N’en déplaise aux théoriciens de la démocratie, le référendum apparaît ainsi comme un mauvais génie qui refuse de rester emprisonné dans la boîte fermée dans laquelle certains voudraient le maintenir. Tout devrait concourir à le placer au centre des travaux sur la participation, et pourtant ce n’est pas le cas. Ce numéro de Participations cherche à comprendre les raisons d’une telle mise à l’écart dans le champ des idées : d’abord, celle d’une crainte d’un fonctionnement supposé incompatible avec les attendus de la délibération, qui est aussi l’objet de cette introduction. Cette incompatibilité a sans doute été exagérée, et des pistes de mise en (plus grande) compatibilité du référendum et de la délibération existent, comme celle, convaincante, dessinée dans ce numéro par Pierre-Étienne Vandamme.
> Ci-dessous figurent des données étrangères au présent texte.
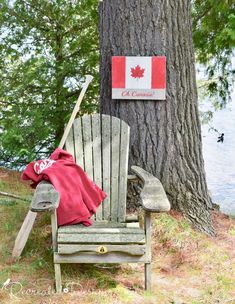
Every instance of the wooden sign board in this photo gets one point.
(139, 77)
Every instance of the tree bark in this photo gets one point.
(165, 135)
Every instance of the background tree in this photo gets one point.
(166, 135)
(46, 49)
(214, 40)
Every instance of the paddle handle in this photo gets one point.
(75, 111)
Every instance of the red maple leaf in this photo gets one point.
(137, 72)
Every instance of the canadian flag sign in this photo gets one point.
(139, 77)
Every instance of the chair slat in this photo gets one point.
(97, 161)
(124, 152)
(101, 144)
(87, 144)
(78, 142)
(106, 155)
(115, 133)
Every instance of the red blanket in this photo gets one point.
(79, 195)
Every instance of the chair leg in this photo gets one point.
(147, 272)
(58, 284)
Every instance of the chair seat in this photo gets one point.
(79, 234)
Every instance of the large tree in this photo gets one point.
(165, 135)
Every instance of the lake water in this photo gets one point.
(220, 158)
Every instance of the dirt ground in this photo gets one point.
(188, 267)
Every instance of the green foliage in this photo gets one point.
(47, 47)
(214, 39)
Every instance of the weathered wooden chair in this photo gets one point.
(99, 144)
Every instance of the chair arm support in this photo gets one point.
(45, 198)
(153, 195)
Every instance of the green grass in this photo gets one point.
(188, 267)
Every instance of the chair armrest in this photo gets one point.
(153, 196)
(45, 198)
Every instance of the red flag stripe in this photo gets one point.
(118, 72)
(159, 72)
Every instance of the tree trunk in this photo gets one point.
(165, 135)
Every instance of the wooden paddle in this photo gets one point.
(29, 220)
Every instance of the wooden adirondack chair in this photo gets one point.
(99, 144)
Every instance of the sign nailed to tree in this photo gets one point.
(139, 77)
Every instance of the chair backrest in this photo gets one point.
(100, 145)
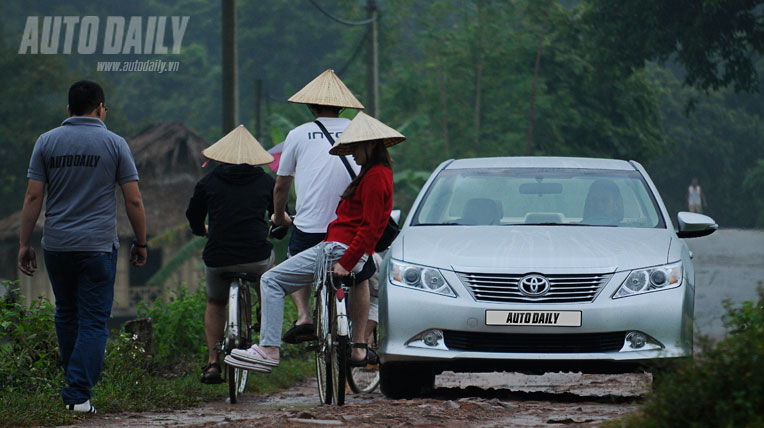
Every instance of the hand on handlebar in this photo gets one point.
(339, 270)
(283, 220)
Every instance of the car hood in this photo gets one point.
(533, 248)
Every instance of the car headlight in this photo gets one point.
(419, 277)
(657, 278)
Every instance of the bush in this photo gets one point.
(721, 387)
(29, 358)
(178, 326)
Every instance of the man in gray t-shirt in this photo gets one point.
(80, 163)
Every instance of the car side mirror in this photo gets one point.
(396, 215)
(694, 225)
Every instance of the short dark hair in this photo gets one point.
(84, 97)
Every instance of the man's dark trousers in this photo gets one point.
(83, 283)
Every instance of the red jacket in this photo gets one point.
(362, 218)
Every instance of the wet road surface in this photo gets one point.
(729, 265)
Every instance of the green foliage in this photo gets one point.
(132, 380)
(722, 387)
(178, 325)
(29, 358)
(188, 251)
(714, 40)
(455, 77)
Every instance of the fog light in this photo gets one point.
(432, 337)
(428, 339)
(636, 340)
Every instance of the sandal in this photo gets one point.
(370, 359)
(300, 333)
(211, 377)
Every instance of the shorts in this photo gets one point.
(217, 287)
(374, 290)
(300, 241)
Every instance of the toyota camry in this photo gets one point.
(536, 264)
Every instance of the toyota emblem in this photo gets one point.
(534, 285)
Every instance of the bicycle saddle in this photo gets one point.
(246, 276)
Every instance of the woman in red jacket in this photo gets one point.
(362, 215)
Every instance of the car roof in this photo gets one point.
(541, 162)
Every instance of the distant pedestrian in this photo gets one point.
(80, 163)
(696, 199)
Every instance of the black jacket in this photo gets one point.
(236, 198)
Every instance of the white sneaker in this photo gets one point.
(254, 354)
(246, 365)
(85, 407)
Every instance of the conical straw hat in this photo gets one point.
(237, 147)
(327, 89)
(365, 128)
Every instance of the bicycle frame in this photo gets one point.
(233, 310)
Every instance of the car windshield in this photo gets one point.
(530, 196)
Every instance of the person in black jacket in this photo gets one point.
(236, 196)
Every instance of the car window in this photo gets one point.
(525, 196)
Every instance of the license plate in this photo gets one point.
(534, 318)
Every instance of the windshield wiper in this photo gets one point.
(549, 224)
(438, 224)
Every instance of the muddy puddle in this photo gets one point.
(458, 400)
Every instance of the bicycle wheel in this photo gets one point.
(323, 336)
(240, 336)
(340, 352)
(365, 379)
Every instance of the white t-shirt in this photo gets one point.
(319, 178)
(693, 195)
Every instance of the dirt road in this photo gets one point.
(728, 266)
(459, 400)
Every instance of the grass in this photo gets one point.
(31, 377)
(149, 393)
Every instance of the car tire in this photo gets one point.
(404, 381)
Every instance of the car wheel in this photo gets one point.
(404, 381)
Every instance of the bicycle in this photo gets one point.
(332, 346)
(238, 330)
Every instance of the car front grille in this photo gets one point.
(564, 288)
(534, 343)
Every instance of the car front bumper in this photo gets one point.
(665, 317)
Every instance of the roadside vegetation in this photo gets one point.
(723, 386)
(133, 380)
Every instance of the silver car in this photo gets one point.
(536, 264)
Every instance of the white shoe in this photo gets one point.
(256, 355)
(246, 365)
(85, 407)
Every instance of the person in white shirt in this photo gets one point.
(696, 199)
(319, 180)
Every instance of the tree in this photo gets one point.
(716, 41)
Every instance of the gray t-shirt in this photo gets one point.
(81, 162)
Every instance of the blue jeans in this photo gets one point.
(83, 283)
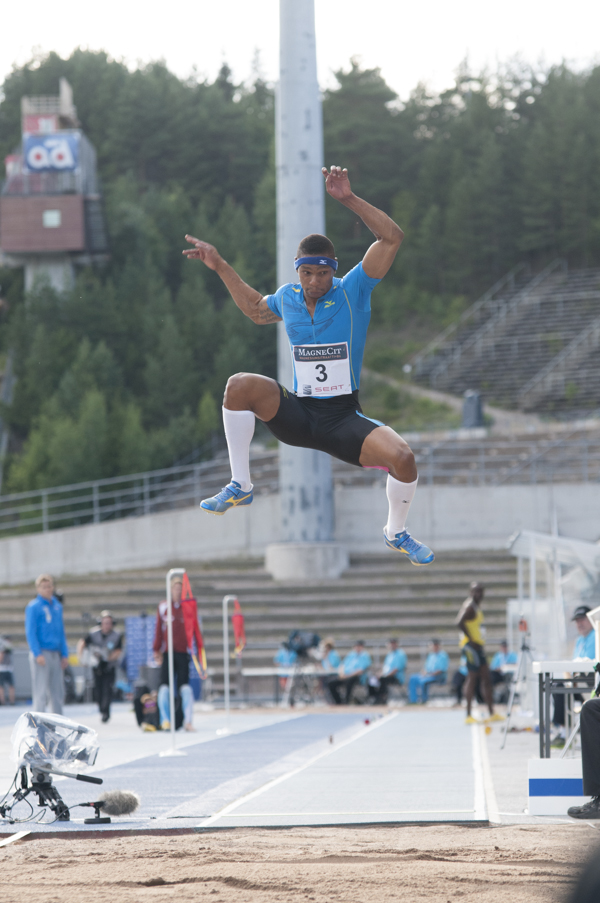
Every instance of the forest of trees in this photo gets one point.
(126, 371)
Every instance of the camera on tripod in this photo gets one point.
(47, 745)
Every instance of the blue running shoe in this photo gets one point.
(232, 496)
(418, 553)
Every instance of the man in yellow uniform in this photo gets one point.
(470, 621)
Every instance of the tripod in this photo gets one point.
(521, 673)
(47, 794)
(298, 686)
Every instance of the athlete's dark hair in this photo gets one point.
(314, 245)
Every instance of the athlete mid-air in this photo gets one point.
(326, 320)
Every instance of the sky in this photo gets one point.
(420, 42)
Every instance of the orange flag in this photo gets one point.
(239, 633)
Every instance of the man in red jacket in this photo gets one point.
(185, 630)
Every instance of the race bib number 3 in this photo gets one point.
(322, 370)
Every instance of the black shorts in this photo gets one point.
(334, 425)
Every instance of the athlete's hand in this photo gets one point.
(337, 182)
(208, 254)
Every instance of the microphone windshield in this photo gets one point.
(119, 802)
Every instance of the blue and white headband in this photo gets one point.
(317, 261)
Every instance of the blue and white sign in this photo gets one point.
(555, 785)
(51, 153)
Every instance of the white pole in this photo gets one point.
(305, 481)
(173, 751)
(226, 601)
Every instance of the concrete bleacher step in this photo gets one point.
(377, 596)
(506, 357)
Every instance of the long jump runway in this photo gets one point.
(325, 768)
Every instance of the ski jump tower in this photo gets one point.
(308, 550)
(50, 207)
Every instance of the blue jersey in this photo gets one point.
(585, 646)
(395, 661)
(341, 317)
(44, 626)
(436, 661)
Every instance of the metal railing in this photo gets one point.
(484, 462)
(128, 496)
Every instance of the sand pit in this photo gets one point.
(437, 864)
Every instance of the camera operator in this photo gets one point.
(104, 645)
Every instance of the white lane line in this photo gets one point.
(290, 774)
(479, 801)
(364, 812)
(488, 783)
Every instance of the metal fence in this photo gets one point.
(485, 462)
(129, 496)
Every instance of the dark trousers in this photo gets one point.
(340, 688)
(104, 680)
(381, 692)
(590, 747)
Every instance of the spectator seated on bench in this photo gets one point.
(285, 658)
(434, 672)
(392, 672)
(353, 671)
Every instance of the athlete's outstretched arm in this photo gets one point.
(249, 301)
(380, 255)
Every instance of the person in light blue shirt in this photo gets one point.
(434, 672)
(353, 670)
(284, 657)
(325, 319)
(500, 674)
(331, 660)
(392, 672)
(585, 644)
(48, 650)
(503, 657)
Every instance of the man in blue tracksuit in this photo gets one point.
(326, 320)
(48, 651)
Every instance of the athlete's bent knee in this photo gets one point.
(405, 464)
(236, 388)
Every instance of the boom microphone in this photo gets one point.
(113, 802)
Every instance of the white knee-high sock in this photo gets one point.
(400, 495)
(239, 429)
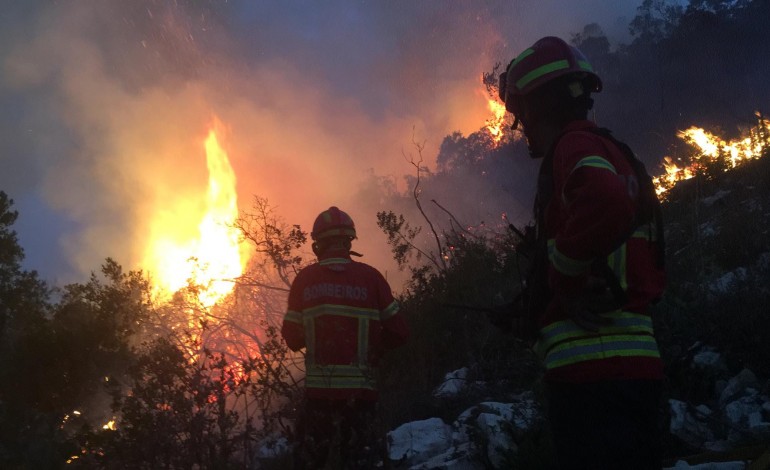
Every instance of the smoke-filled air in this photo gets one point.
(108, 107)
(165, 301)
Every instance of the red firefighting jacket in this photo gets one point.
(590, 212)
(344, 314)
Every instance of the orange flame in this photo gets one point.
(201, 247)
(712, 148)
(495, 124)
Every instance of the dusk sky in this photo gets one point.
(106, 104)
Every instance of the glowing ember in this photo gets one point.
(202, 247)
(712, 149)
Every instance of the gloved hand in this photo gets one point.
(587, 309)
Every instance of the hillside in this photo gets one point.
(712, 328)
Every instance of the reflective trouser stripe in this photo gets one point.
(630, 335)
(339, 376)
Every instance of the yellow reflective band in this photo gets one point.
(339, 376)
(601, 347)
(342, 311)
(293, 316)
(540, 71)
(327, 261)
(564, 264)
(622, 323)
(595, 161)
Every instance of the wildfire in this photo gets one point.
(714, 150)
(495, 124)
(202, 247)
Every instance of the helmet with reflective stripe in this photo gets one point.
(547, 59)
(333, 222)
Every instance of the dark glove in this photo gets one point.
(587, 309)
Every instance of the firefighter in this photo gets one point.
(602, 269)
(343, 313)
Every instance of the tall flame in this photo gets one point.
(712, 148)
(495, 124)
(201, 247)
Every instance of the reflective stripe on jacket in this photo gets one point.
(564, 343)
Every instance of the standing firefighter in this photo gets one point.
(599, 269)
(344, 314)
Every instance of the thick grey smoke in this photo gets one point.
(105, 106)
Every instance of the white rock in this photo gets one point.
(737, 386)
(419, 441)
(454, 382)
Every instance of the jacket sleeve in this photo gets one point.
(597, 212)
(394, 328)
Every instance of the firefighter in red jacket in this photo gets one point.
(344, 314)
(603, 368)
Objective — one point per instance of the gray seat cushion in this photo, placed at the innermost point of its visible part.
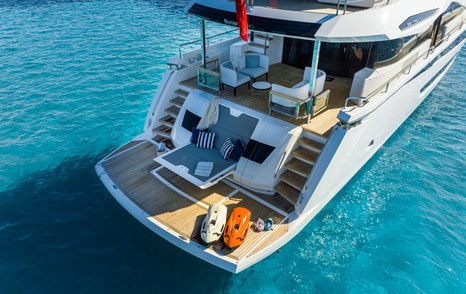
(229, 126)
(190, 155)
(254, 72)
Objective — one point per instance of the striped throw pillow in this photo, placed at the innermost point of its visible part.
(206, 140)
(227, 148)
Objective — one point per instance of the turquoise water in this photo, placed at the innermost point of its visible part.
(76, 80)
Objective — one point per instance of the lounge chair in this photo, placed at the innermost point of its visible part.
(288, 101)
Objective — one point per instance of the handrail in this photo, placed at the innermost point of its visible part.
(279, 164)
(208, 40)
(408, 67)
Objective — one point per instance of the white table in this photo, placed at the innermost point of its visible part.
(261, 88)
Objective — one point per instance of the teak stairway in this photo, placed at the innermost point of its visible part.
(164, 130)
(298, 169)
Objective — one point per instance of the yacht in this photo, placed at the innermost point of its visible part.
(276, 123)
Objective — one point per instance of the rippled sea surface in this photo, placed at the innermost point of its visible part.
(76, 80)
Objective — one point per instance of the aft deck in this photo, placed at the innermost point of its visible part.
(307, 6)
(182, 206)
(287, 76)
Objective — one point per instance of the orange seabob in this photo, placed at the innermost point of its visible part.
(237, 227)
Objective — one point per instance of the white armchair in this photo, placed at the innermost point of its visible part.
(254, 65)
(320, 80)
(288, 101)
(231, 78)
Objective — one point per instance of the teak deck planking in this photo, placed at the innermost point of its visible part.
(321, 124)
(131, 170)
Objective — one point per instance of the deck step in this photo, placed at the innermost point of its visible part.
(168, 121)
(299, 167)
(305, 155)
(293, 179)
(163, 131)
(173, 111)
(178, 101)
(262, 36)
(310, 144)
(258, 45)
(287, 192)
(182, 93)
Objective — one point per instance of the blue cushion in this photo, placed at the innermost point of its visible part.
(252, 61)
(195, 134)
(206, 140)
(227, 149)
(238, 150)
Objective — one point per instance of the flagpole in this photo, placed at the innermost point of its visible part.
(203, 43)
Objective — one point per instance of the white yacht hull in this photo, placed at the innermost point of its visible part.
(328, 177)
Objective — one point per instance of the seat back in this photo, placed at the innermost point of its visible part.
(230, 126)
(227, 74)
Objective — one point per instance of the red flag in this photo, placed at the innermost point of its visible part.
(242, 19)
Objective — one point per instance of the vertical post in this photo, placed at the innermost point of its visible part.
(203, 43)
(315, 62)
(312, 80)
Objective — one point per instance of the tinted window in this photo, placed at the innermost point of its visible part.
(190, 120)
(257, 151)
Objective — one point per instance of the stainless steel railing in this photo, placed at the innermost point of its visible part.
(199, 41)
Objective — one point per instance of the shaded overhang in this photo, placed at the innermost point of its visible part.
(275, 21)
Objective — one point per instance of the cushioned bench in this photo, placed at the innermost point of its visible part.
(183, 160)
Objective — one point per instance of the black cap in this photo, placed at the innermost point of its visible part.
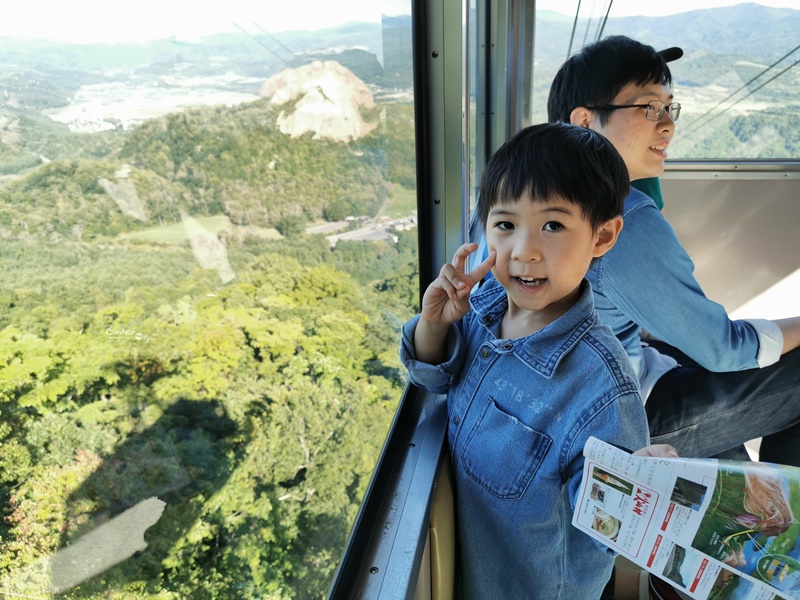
(670, 54)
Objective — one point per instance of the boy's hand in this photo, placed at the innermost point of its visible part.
(447, 298)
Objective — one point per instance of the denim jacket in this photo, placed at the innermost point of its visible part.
(519, 414)
(646, 281)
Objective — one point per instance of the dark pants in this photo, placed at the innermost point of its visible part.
(705, 414)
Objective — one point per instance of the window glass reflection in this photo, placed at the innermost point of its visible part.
(737, 82)
(209, 244)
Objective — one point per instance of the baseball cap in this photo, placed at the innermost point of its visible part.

Ensuite, la crainte des usages populistes du procédé, qui se situe dans une critique plus large et déclinée sous plusieurs angles « au nom de la démocratie », analysée ici par Laurence Morel.

Mais, comme chaque expérience référendaire est unique et qu’il est impossible d’analyser les effets indépendamment de la pratique, toujours localisée et contextualisée, une grande part de ce numéro est consacrée à des études empiriques. D’abord au niveau local, à Grenoble, ville dont l’expérience référendaire met en évidence, par contraste avec d’autres démocraties européennes, le cadre législatif français particulièrement contraint (voir l’article de Raul Magni- Berton). Puis à travers une étude macroscopique de 222 référendums tenus dans 21 États membres de l’Union européenne entre 1990 et 2016 (voir l’article de Stefan Vospernik). Enfin, par la prise en compte du cadrage médiatique lors d’une campagne référendaire, en l’occurrence du référendum grec de 2015 étudiée ici par Vicky Triga et ses coautrices. Il s’agit donc bien prioritairement d’examiner les critiques dont est l’objet le référendum, mais aussi, en situation, les effets qu’il produit sur les démocraties.